Clay masonry-infilled reinforced concrete (RC) frame structures are a widespread construction practice globally. Nonetheless, the brittle behavior of these infill panels, along with the complex interplay between their in-plane (IP) and out-of-plane (OOP) responses, can markedly increase a building’s seismic vulnerability influencing both local and global structural performance. To address this issue, there is a pressing need for reliable modelling tools capable of capturing the coupled IP/OOP behavior of infills under seismic loading. In pursuit of this aim, this paper presents a macro-model implemented within the OpenSees-STKO environment to simulate the IP/OOP response of infill walls. The model comprises four diagonal struts—two per diagonal—and two concentrated OOP masses positioned at the panel’s center. Each strut is discretized using two beam-column elements, enabling the formation of a plastic hinge at mid-span. This hinge concentrates the nonlinear behavior due to IP/OOP interaction, represented using a fiber-section model.

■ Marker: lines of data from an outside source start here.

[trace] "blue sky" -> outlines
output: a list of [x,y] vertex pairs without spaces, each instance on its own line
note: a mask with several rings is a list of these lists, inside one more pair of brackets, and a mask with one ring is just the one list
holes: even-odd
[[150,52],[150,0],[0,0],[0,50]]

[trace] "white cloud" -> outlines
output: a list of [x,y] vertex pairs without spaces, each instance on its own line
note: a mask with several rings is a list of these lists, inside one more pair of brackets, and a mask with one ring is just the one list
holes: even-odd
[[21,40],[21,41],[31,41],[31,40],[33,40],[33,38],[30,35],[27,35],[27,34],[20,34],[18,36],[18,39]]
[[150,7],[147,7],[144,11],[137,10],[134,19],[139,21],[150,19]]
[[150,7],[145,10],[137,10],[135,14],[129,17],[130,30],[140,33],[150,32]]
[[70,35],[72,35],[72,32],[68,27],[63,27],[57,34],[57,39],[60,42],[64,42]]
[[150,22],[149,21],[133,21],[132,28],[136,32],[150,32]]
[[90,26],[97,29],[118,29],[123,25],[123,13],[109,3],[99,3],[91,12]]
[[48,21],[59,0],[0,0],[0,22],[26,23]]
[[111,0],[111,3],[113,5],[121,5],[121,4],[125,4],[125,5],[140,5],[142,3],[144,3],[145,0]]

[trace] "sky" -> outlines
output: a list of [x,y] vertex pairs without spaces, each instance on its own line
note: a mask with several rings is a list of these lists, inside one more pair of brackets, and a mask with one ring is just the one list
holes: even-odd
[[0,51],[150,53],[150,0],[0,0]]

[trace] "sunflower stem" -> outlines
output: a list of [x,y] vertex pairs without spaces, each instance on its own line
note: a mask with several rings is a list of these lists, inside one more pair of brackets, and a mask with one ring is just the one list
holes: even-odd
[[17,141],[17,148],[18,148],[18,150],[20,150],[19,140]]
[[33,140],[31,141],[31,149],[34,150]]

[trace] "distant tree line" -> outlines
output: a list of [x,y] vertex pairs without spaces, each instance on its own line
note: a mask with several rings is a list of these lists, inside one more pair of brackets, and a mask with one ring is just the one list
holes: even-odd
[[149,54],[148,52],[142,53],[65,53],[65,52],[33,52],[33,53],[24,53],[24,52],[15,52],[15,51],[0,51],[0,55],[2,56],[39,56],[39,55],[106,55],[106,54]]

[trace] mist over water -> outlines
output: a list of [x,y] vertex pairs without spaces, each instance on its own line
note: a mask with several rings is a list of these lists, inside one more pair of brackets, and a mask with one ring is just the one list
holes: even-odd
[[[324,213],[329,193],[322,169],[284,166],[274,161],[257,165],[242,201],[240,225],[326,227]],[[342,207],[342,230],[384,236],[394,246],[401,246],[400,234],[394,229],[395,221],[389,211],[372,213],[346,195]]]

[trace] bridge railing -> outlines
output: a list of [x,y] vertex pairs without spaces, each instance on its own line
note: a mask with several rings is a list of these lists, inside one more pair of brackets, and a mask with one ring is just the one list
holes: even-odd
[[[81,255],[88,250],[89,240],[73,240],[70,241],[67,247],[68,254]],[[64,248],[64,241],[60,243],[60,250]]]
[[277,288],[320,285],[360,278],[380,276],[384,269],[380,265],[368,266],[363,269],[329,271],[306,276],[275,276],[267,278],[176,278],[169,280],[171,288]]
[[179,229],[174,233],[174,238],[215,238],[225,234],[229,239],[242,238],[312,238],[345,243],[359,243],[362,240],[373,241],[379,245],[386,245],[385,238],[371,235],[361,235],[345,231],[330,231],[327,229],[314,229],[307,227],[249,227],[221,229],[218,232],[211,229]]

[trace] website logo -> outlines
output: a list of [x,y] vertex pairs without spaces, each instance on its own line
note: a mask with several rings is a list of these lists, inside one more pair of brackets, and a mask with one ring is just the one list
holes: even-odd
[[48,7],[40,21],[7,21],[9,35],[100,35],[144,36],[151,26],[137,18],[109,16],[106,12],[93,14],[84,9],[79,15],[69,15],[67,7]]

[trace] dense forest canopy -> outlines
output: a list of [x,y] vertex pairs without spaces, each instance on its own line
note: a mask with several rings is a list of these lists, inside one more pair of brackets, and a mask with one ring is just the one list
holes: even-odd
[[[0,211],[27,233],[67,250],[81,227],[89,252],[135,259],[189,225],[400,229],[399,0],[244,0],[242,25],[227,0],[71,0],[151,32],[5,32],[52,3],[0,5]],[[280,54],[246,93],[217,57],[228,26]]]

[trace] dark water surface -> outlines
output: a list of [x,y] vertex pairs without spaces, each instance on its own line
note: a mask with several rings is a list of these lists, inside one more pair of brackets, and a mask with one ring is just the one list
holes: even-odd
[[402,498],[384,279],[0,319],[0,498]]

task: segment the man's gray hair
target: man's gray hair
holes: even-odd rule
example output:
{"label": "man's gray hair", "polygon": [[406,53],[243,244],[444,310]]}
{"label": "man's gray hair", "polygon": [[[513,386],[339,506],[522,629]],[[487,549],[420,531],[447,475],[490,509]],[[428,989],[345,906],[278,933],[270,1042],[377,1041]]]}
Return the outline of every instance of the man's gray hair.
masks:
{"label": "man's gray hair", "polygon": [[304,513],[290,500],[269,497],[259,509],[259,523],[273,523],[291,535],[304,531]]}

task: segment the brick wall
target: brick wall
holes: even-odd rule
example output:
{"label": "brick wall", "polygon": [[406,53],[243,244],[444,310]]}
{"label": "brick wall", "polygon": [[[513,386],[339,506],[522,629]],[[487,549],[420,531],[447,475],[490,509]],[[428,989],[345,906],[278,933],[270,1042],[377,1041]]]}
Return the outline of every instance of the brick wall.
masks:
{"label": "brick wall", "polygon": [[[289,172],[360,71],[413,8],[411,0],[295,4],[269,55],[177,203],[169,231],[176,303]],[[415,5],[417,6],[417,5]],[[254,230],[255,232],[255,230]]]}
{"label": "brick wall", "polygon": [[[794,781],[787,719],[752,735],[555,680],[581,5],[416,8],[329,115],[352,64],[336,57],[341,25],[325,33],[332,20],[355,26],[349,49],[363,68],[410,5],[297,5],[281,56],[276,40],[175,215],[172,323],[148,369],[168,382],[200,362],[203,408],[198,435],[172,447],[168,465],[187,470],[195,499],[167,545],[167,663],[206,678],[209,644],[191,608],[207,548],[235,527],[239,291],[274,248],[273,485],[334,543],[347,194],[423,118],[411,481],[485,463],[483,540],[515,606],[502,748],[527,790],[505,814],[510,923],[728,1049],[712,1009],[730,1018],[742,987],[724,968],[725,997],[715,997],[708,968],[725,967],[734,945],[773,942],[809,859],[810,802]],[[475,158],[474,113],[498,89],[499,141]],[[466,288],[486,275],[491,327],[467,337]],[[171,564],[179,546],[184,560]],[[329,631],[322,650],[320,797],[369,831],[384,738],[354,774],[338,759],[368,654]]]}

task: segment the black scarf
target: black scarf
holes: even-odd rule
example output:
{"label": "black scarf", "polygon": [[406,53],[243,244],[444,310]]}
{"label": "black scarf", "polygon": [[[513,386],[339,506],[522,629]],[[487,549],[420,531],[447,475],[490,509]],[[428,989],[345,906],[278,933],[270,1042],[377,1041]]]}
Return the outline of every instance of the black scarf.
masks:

The model has been calibrated and validated against a series of experimental studies involving both unreinforced and strengthened thin clay masonry infill panels. The model is then employed in a series of non-linear time history analyses within a broader parametric study investigating different thin infilled frame configurations. Results confirm the model’s effectiveness in capturing complex interaction mechanisms and highlight the positive impact of the strengthening techniques in mitigating adverse IP/OOP coupling effects.